Tidak lama ia melihat Irza yang menghampiri mereka.
“Dhita?”
Mendengar suara Irza, Dhita lalu berdiri dan menghambur kedalam pelukannya.
Setelah itu baik dari ketigannya tidak sedikitpun mengeluarkan sepatah katapun, yang mengitari mereka hanya suara tangis lirih Dhita, dan lalu lalang perawat di ruang UGD.
Dan berbalut pakaian serba hitam Manda, dan juga Dhita yang masih berdiri mendekap dipelukan Irza diantara dua pusaran orang tuanya. Semalam setelah dipastikan kedua orang tua Dhita sudah meninggal, baik Manda maupun Irza tidak pernah beranjak dari sisi wanita yang sedang berduka kehilangan tersebut.
Bahkan semalaman dua laki-laki itu terus terjaga menjaga Dhita. Memastikan agar tidak terjadi hal-hal yang tidak di inginkan. Bahkan dalam tidur wanita itu pun ia masih menggumamkan orang tuanya. Dan berkali-kali pula menangis dan ketakutan dalam tidurnya.
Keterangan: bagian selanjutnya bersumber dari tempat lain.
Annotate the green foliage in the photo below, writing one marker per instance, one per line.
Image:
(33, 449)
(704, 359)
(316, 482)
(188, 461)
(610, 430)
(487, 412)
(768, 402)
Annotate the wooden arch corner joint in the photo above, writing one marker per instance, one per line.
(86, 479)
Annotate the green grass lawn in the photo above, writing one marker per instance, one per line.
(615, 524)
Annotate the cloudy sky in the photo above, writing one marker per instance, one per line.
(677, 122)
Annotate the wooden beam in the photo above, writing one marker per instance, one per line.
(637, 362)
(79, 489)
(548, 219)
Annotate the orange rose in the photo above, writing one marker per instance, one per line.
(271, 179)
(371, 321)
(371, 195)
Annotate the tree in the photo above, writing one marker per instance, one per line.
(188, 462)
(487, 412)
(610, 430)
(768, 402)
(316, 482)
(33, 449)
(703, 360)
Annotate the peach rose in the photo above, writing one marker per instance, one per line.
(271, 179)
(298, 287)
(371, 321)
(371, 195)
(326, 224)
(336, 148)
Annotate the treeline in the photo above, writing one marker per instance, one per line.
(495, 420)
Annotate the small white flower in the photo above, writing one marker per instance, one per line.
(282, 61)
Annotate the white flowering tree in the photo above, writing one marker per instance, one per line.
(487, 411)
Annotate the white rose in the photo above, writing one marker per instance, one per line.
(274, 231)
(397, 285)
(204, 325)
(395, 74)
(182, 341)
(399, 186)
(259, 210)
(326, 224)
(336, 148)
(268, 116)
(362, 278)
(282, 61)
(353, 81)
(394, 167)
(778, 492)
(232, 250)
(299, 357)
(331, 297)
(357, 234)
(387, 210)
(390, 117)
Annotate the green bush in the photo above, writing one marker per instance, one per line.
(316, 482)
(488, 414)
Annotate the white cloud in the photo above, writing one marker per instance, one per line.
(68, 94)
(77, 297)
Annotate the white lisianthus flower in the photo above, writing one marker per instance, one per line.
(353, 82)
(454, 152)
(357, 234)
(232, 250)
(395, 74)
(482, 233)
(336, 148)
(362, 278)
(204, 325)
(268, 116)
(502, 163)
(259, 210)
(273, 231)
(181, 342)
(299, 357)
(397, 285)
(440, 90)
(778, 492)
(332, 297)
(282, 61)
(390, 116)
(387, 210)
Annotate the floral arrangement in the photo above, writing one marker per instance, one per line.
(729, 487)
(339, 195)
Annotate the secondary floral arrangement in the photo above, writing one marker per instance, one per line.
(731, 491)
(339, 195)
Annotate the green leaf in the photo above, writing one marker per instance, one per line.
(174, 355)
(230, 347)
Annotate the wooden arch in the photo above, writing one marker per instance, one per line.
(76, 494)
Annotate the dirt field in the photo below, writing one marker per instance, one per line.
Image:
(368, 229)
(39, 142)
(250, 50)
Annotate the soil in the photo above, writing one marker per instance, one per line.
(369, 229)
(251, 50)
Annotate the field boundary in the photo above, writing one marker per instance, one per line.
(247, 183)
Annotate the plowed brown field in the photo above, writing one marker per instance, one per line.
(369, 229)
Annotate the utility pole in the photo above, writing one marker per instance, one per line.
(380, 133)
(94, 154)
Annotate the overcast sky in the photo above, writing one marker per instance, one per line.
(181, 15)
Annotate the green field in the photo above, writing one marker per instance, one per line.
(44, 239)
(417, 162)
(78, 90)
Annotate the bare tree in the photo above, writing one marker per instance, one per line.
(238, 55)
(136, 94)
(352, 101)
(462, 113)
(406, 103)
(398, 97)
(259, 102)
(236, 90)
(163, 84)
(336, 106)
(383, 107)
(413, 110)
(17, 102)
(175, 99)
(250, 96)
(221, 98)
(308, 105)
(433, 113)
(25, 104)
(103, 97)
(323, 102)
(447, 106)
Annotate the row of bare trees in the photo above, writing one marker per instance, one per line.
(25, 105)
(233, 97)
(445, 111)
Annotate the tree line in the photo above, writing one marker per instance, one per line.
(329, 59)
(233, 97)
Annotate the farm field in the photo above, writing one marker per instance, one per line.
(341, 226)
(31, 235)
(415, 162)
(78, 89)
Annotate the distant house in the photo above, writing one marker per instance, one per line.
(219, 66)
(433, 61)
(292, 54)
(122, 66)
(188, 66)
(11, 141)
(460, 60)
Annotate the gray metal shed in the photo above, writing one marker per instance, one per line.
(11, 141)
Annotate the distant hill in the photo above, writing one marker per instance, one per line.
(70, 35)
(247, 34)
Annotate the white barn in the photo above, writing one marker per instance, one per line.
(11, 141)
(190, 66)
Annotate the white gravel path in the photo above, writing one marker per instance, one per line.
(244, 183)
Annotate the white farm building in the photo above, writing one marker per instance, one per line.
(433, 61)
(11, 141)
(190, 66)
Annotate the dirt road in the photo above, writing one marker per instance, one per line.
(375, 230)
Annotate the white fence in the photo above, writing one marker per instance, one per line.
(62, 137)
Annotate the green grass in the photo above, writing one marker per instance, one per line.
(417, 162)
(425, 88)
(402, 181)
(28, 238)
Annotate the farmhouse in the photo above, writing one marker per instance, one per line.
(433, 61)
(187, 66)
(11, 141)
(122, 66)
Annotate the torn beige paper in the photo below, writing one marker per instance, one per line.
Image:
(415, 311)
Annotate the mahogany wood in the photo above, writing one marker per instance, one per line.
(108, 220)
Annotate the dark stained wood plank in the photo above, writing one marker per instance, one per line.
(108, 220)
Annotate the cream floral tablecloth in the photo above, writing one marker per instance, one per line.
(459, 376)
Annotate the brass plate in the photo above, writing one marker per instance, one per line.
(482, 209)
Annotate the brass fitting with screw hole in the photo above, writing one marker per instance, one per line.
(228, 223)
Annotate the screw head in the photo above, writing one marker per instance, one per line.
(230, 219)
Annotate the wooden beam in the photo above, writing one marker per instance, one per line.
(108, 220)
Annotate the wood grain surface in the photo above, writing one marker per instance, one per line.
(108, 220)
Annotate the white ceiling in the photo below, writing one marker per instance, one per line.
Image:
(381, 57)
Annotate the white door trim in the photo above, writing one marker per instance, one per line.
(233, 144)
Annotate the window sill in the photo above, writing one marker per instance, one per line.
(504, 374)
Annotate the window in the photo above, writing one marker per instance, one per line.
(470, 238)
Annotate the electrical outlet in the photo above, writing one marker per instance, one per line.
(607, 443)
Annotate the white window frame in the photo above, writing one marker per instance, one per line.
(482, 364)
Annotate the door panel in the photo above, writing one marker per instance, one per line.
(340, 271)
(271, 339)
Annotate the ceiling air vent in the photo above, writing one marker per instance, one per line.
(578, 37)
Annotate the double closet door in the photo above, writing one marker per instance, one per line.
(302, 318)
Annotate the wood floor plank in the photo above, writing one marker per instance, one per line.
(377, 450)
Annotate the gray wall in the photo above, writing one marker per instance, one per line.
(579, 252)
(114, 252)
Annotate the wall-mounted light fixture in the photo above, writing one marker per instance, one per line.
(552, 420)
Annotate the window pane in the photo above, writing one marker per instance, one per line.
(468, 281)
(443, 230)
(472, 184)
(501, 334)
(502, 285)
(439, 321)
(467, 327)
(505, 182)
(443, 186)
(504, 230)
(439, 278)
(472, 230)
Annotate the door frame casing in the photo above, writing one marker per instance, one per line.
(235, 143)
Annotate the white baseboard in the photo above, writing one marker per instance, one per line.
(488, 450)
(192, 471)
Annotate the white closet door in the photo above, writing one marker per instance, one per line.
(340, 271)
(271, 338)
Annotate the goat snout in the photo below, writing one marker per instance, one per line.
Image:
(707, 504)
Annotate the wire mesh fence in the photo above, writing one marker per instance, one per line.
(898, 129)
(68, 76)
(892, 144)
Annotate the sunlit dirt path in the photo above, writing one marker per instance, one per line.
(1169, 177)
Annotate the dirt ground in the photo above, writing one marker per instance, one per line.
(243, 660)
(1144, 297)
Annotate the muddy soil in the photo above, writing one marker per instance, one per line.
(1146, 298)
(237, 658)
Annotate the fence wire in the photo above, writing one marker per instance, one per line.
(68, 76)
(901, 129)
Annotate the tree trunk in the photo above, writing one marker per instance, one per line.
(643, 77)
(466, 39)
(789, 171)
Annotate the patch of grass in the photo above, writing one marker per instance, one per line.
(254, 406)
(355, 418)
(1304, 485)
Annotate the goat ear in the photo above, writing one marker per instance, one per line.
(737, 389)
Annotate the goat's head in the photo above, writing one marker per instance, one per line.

Tirlihat gelisah dan tidak tenang.
Manda melangkah menghampiri kedua sahabatnya, dan mendekap Dhita juga.
“ada kita berdua disamping kamu Ta,” jelas Manda menenangkan.
Wanita itu lalu mengalihkan pandangannya kearah Manda, dan langsung beralih memeluknya. Menumpahkan rasa sesaknya yang memenuhi dadanya dari semalam.
“sakit Da! Sakit!” lirihnya.
“I’am here!”
Dengan mata yang sembab dan wajah pucat, wanita it uterus menangis di dalam pelukan Manda. Demi menenangkannya, Manda mengelus puncak kepala dan bahu Dhita dengan penuh kelembutan dan kasih sayang. Berharap ini untuk pertama dan terakhir ia melihat wanita yang ia cintai menangis.
“aku sayang kamu Ta!” tegasnya pada dirinya sendiri.